Squaw Valley Alpine Meadows is an iconic destination for advanced, intermediate, and beginner skiers for many reasons. It has been voted the Best Ski Resort in North America for the third year in a row by USA Today and 10 Best Readers’ Choice. This resort spans over 6,000 skiable acres, with 65% beginner terrain, legendary steeps, and 14 separate mountain zones which makes it easy to navigate and understand where you are headed. Boasting an annual average of 450 inches of snowfall and 300 sunny California days, it is hard to beat the conditions available to skiers and riders that choose to visit this iconic destination.
Northstar Resort is in the Martis Valley of North Lake Tahoe, and is about 20 minutes from the town of Truckee, mentioned above. Even from the San Frisco Bay area, it is only about 3.5 hours so making a quick weekend trip when the conditions seem right is a nice option for folks that are lucky enough to live in the area. Northstar is part of the pic Pass family, meaning it is operated by Vail Resorts. This is in contrast to the other major ski destination in the area, Squaw Valley, which is now signed up to be a part of the Icon Pass. Northstar is actually built on an extinct volcano, Mount Pluto, that last erupted 2 million years ago causing the geologic feature that we now call Lake Tahoe.
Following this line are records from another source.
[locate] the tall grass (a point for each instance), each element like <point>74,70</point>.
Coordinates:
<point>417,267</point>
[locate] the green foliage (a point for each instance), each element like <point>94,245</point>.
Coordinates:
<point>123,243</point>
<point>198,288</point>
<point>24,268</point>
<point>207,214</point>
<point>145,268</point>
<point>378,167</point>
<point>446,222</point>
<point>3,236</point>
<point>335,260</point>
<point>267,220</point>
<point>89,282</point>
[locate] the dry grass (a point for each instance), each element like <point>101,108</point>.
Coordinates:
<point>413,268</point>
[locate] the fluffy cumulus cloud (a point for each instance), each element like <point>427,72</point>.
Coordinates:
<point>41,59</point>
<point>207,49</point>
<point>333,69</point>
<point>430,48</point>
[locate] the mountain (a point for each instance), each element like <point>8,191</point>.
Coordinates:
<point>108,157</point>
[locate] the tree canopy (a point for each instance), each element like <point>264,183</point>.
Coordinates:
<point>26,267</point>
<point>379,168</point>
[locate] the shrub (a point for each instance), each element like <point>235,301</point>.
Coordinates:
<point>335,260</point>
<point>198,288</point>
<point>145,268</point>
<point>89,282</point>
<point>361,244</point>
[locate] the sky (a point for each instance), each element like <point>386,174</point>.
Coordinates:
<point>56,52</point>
Northstar has over 100 trails, with 13% beginner terrain, 60% intermediate terrain, and 27% advanced terrain, meaning it is an excellent place for family skiing in which everyone can find what they may be looking for,
North Lake Tahoe has so many non-skiing activities that its busy season is almost year round, instead of being winter focused like many other iconic ski destinations. Past of the magic of Lake Tahoe in general is that if you are willing to drive an hour or so and depending on weather conditions, you can do almost any outdoor activity you want to. If you want to take a day off from skiing in the winter, you can head to warmer weather within an hour or so and hike, mountain bike, try climbing, or even go paddle boarding on the lake if you happen to be around in the spring and get some warm weather. Elevation plays a huge role in the Lake Tahoe area, so if skiing is not your thing but you still want to get outdoors and experience the area, head downhill a bit and watch the temperature steadily rise until you feel comfortable! In the winter, if you don’t feel like driving but still want to spend some time off the hill doing other activities, you can head to Northstar and go ice skating, snow tubing, watch a movie at their theatre, or even wait until 4pm at the Village Overlook for complimentary s’mores! There is an aerial treetop adventure course at the Granlibakken, which was one of North Lake Tahoe’s first ski resorts, that features a series of bridges, zip lines, and other features to keep your heart pounding. With Tahoe’s low light pollution, dry environment, and high elevation, the conditions come together in just the right way to be able to offer great star gazing experiences. If you want to learn from one of the best, award winning astronomer Tony Berendsen leads star tours on weekend evenings in North Lake Tahoe.